1. Demand for labor is very strong
According to BLS data released Wednesday, U.S. employers had 10.46 million job openings listed in November, down modestly from 10.51 million openings in October. While openings are below the record high of 11.85 million in March, they remain well above pre-pandemic levels.
During the period, there were 6.01 million people unemployed. That means there were 1.74 job openings per unemployed person in November. This is down from 1.99 in March, but it still suggests there are lots of opportunities out there for job seekers.
The elevated number of job openings explain everything happening in the economy right now, including why demand has been holding up and why wages have yet to cool.

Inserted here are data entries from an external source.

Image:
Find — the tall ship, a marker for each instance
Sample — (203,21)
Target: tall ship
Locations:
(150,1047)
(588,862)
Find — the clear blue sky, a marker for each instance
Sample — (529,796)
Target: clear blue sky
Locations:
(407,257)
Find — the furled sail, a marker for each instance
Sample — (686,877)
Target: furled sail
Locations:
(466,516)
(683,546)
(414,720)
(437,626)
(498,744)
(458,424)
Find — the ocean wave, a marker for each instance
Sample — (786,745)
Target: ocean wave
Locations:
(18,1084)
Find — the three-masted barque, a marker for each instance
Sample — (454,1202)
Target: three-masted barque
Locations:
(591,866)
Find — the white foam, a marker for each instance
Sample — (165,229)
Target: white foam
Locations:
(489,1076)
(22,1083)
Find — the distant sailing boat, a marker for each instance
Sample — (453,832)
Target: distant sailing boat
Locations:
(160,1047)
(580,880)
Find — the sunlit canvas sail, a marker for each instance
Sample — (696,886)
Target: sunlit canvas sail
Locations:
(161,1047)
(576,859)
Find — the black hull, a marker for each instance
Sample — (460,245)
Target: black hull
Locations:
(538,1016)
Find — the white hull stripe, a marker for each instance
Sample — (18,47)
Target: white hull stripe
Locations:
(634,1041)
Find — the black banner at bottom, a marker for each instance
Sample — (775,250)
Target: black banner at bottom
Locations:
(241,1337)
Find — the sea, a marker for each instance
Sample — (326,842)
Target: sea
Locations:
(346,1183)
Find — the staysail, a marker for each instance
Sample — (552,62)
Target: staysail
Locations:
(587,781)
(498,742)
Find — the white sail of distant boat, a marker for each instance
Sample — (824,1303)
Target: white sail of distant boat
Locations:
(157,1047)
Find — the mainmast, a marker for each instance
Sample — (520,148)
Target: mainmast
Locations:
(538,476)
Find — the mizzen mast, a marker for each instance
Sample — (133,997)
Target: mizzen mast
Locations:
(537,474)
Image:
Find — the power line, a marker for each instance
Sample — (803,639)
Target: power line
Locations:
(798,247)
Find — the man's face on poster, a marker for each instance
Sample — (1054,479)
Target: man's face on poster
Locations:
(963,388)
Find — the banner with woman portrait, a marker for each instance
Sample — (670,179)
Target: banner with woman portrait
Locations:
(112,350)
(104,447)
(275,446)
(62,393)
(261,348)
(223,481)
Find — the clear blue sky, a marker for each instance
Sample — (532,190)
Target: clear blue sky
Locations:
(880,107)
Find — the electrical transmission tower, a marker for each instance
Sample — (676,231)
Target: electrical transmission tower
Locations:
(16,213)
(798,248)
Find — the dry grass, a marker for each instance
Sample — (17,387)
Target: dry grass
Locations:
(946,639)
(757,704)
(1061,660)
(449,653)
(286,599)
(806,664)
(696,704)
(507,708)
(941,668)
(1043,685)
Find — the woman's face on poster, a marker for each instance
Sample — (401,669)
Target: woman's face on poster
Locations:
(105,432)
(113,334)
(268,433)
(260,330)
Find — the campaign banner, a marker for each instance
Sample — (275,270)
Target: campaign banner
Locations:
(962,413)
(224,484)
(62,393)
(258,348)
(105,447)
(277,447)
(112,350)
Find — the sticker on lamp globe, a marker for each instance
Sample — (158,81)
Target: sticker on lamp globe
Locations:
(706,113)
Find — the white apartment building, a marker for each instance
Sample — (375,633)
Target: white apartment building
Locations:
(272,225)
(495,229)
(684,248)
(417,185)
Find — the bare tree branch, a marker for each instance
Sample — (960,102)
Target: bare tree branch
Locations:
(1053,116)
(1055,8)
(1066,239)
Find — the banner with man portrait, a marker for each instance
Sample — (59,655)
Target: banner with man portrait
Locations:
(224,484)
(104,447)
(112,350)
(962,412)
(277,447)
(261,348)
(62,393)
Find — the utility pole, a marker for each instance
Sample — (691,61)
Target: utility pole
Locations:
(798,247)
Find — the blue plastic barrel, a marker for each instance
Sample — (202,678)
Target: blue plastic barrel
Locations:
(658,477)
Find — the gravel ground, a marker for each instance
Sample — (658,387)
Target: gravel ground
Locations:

Some people question whether all these job openings are legitimate. While there is certainly some merit to this concern, all the evidence suggests there are many more openings than available workers.
For more, read: “How job openings explain everything in the economy and the markets right now 📋“ and “Were there really twice as many job openings as unemployed people? 🤨.”
2. Consumer finances are very strong
Consumers are still sitting on about $1 trillion in estimated excess savings — the extra cash consumers have piled up since February 2020, thanks to a combination of government financial support and limited spending options during the pandemic.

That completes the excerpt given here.